Anne Armstrong: Fiscal brinkmanship
Timely appropriations should be first and foremost.
This is budget-forecasting season for fiscal 2006. Analysts at Input and Federal Sources Inc. have crunched the numbers from the agencies and the Office of Management and Budget that accompanied the Bush administration's budget proposal to Congress.
There is good news and bad news for information technology.
Government IT spending continues to climb. Oversight organizations demand that agencies behave more like businesses by justifying the cost of new systems and ensuring that they are secure and will work together.
The bad news is that this is an election year. No one expects much to get done before Nov. 2.
Appropriations bills, whose passage slips later and later each year, will not be a factor until after the elections.
Agencies may want to try to behave like businesses, but most businesses work on budgets that are in place by the beginning of the accounting period. Civilian agencies live on continuing resolutions almost half of the year. Appropriations become a patchwork of earmarks that are rolled into omnibus spending bills that cannot be trimmed and no one can afford to vote against.

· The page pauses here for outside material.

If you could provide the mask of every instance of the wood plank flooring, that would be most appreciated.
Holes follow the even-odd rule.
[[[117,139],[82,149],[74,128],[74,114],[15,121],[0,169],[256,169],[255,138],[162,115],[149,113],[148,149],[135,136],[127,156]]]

Although most observers would support OMB's added muscle in the budgeting process, it withers in the appropriations cycle.
One of Congress' essential functions is the appropriation of funds that agencies need to fulfill their missions and provide services to citizens. Yet, appropriations have not been accomplished in a timely manner in recent history. Congress doesn't pass budgets on time, even after the fiscal year was changed to give them more time. Work expands to fill the time available, so now the process stretches even further. Agencies work on three budget cycles at the same time. No wonder it is difficult to get clean financial statements.
If lawmakers want agencies to perform like businesses, they need to give them the basic tools
to do so. Timely appropriations should be first and foremost.
Despite the extensive effort to reform procurement processes during the past decade, the funding system remains unchanged. It needs a jolt.
In recent years, we heard that political differences were responsible for the delays. When controlled by opposing parties, the White House and Congress struggled to agree on priorities. For example, differences became so severe that the government shut down as the continuing resolution expired. The public didn't approve of brinkmanship and expected the leaders they elected to negotiate differences, not close the place down.
Now the same party controls Congress and the White House, and we still can't get budgets on time. I'm told it is just the nature of politics. I don't accept that. I believe the process needs to change. Agencies have the right to know how much they have to spend at the beginning of the year, especially because we are expecting them to spend wisely and well.
Armstrong is Federal Computer Week's publisher.